确定了道子口中的对手之后,人们愈发对云缺好奇起来,一眼不眨的盯着滕云峰的看台。
大长老陈词沉吟了一下,道:
「滕云峰弟子云缺,你可愿替宗门出战,挑战道子。」
大长老开口,不容弟子反驳,说的是询问语气,实际上没人敢不从。
人们认为云缺肯定要登台。
「不愿。」
出乎所有人预料,云缺一口回绝了大长老,而且回绝得理直气壮。
陈词的长眉挑了两下,他也没想到自己身为大长老,说得这么客气了,居然还有弟子直接回绝。
「为何?」
陈词耐心很好,没有动怒,而是询问道。
「弟子于十日前午时押入剑牢,现在是戴罪之身,应该午时才被放出来,午时之前,我没资格参加百峰大会。」
云缺将执法殿长老褚千里的说辞给搬了出来。
陈词一听顿时没辙了,扫了眼褚千里,目光中略带不喜。
褚千里先给人家的资格剥夺了,现在还想让人家代表宗门出战,换成是陈词自己,他也不干呐。

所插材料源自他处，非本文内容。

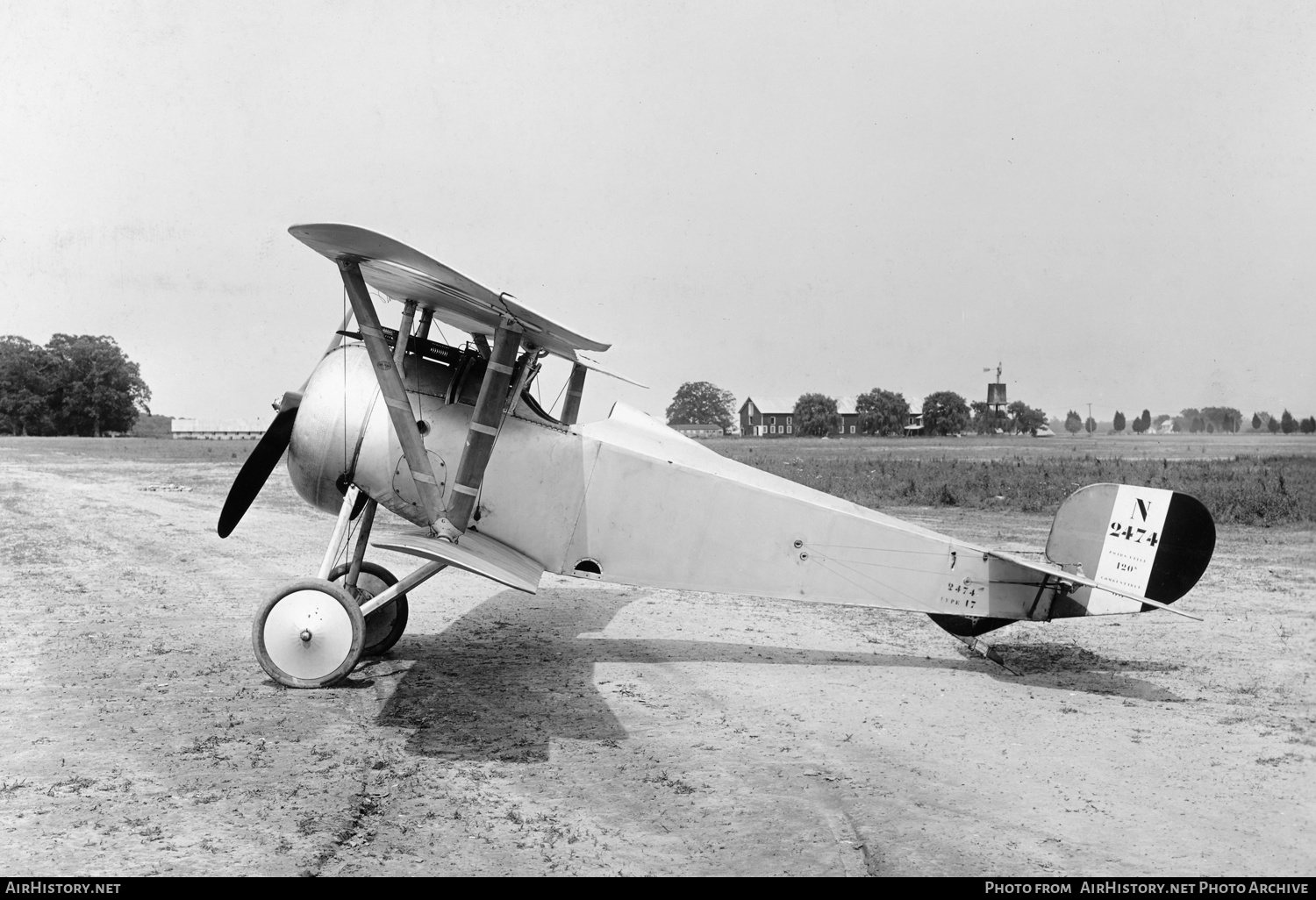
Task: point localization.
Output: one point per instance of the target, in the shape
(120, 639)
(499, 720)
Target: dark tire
(308, 634)
(383, 626)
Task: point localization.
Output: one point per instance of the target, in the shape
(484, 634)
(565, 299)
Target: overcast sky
(1118, 202)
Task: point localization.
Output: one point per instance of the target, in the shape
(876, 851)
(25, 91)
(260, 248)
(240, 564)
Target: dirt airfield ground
(599, 729)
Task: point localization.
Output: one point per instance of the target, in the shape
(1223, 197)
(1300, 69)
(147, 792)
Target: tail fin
(1149, 542)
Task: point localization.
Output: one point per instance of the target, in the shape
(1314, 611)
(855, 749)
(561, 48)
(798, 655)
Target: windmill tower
(997, 394)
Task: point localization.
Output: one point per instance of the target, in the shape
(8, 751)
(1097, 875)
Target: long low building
(218, 429)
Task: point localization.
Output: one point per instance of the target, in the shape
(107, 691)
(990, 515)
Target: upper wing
(407, 274)
(1084, 582)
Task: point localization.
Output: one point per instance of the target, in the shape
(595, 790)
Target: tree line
(1212, 420)
(879, 412)
(75, 384)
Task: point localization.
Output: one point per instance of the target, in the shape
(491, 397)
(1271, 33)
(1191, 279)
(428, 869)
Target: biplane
(452, 441)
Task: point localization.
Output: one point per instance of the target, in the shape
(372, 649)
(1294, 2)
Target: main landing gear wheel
(386, 625)
(308, 634)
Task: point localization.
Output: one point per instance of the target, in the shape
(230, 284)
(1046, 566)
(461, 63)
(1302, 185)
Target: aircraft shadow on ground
(513, 673)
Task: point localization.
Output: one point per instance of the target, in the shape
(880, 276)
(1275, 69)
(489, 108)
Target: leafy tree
(944, 412)
(97, 387)
(25, 383)
(699, 403)
(1026, 418)
(882, 412)
(1226, 418)
(815, 415)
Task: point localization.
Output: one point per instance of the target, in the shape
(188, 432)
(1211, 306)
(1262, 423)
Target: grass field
(1249, 481)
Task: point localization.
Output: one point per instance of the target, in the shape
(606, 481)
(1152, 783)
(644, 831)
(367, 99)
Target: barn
(774, 416)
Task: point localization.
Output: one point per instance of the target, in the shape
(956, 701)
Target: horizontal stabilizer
(1086, 582)
(476, 553)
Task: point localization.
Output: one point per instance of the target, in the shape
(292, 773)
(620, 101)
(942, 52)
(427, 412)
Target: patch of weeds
(1278, 761)
(74, 784)
(674, 783)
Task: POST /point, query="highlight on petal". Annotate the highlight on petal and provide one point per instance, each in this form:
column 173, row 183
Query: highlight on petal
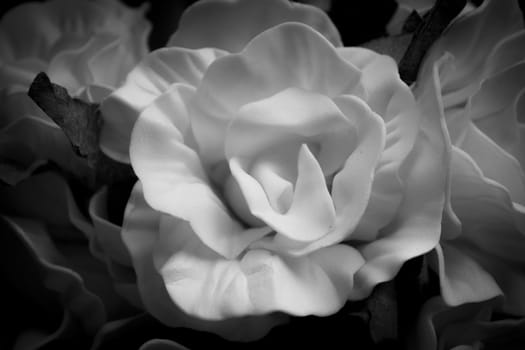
column 311, row 214
column 495, row 163
column 290, row 55
column 141, row 234
column 176, row 183
column 146, row 82
column 211, row 287
column 230, row 25
column 469, row 184
column 391, row 99
column 416, row 228
column 482, row 29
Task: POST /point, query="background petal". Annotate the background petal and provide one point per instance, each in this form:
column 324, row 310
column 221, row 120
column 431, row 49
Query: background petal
column 230, row 25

是你们先给人家小鞋穿,现在又来求人家出手,哪有这种道理。
陈词不再言语。
琴瑟峰的老妪繁琴冷哼了一声,阴阳怪气的道:
「身为弟子,理
应为宗门出力,否则宗门不如养几条狗,来了外人的时候还能叫唤两声。」
这话显然在指桑骂槐。
云缺呵了一声,道:
「你家的狗叫得欢,让你家狗去咬他,刚才那个谁,排五百名的那条狗,去,咬死台上的假道士。」
贾冀正坐在繁琴身后疗伤呢,本来他见道子如此强横,居然要挑战云缺,立刻心头大喜,打算看云缺怎么出丑,不料人家云缺还没上场,先拿他当了狗。.
贾冀气得七窍生烟,又没忍住,再次喷了口老血,这下连境界都要不保了。
繁琴闻言大怒,喝斥道:「混账东西!你说谁家弟子是狗!」
区区一介弟子,胆敢羞辱自家门人,繁琴何时吃过这种亏。